Define shit. You hire me to do the photography. I expect to do the photography. If the photography==the shit, then I sure as hell expect to run the shit. OTOH, if you mean the whole event==the shit, then you obviously weren't listening. How many times do I have to say that by insisting on reasonable working conditions, I was able to get into and out of each scenario quickly and unobtrusively, thereby MINIMIZING my impact on the event? Face it, having a pro shoot your wedding is a distraction. There's no way around that.

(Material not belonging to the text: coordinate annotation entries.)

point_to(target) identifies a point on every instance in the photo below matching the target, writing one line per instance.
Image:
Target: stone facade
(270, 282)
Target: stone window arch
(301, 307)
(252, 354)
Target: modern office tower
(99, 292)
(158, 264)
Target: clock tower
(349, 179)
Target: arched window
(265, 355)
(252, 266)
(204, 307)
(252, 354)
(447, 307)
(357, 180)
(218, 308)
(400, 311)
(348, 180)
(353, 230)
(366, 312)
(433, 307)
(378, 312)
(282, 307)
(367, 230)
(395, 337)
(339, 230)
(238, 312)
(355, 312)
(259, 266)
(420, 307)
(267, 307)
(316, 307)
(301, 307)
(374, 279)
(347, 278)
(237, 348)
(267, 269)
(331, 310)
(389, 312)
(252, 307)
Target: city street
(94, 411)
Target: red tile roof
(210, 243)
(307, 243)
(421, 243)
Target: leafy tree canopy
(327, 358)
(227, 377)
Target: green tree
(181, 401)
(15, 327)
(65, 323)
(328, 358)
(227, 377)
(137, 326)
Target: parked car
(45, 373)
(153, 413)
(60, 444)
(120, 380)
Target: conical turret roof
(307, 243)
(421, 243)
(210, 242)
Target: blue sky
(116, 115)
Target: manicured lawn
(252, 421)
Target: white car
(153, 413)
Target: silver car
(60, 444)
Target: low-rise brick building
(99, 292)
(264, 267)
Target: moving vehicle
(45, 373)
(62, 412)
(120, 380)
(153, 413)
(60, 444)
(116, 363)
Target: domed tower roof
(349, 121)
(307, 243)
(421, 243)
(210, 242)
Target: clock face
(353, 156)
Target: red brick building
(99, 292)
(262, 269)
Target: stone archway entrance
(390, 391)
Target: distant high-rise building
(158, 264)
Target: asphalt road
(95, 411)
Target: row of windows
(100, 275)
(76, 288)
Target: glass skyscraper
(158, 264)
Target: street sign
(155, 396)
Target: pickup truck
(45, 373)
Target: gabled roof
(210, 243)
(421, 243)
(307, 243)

But a good one, like I was, will do everything in his power to make sure he distracts as little as possible from the proceedings.
Now you're just being stupid. Look again at the post you're replying to. I emphasized that I set up, well in advance, a contact for this purpose. That person is NEVER the bride or groom. One of the biggest advantages of insisting on good working conditions is that I NEVER had to bother the B&G with administrative details during the event.
Look, you may be Mr. Control Freak who can't stand to let his employees do their jobs without dictating how and why, but most of my clients hired me to "just handle it." And handle it, I did. They got great pictures. The attendees sometimes didn't even notice I was there. (I literally had dozens of brides give me feedback in the months after a wedding that there were people who looked at the wedding album and commented that they didn't even realize a photographer was at the wedding. I took that as a very high compliment.) Because there was nothing screwing up my gig, I never had to interfere with the flow of the event. I don't know how to explain this any more clearly: The only reason to insist on being the only shooter at the event is to make sure that competent work gets done without having to make an ass of myself toward the people who will otherwise be happy to jump in front of me as soon as I get a shot set up.
If you don't trust a particular photographer enough to give him full responsibility to do his job, find another shooter you do trust. Obviously, you have problems with competent employees who expect to be allowed to do their job without interference. That's cool. I know lots of jerks like that. Find someone who doesn't mind working under those conditions and stop whining about those of us who expect to act and be treated professionally.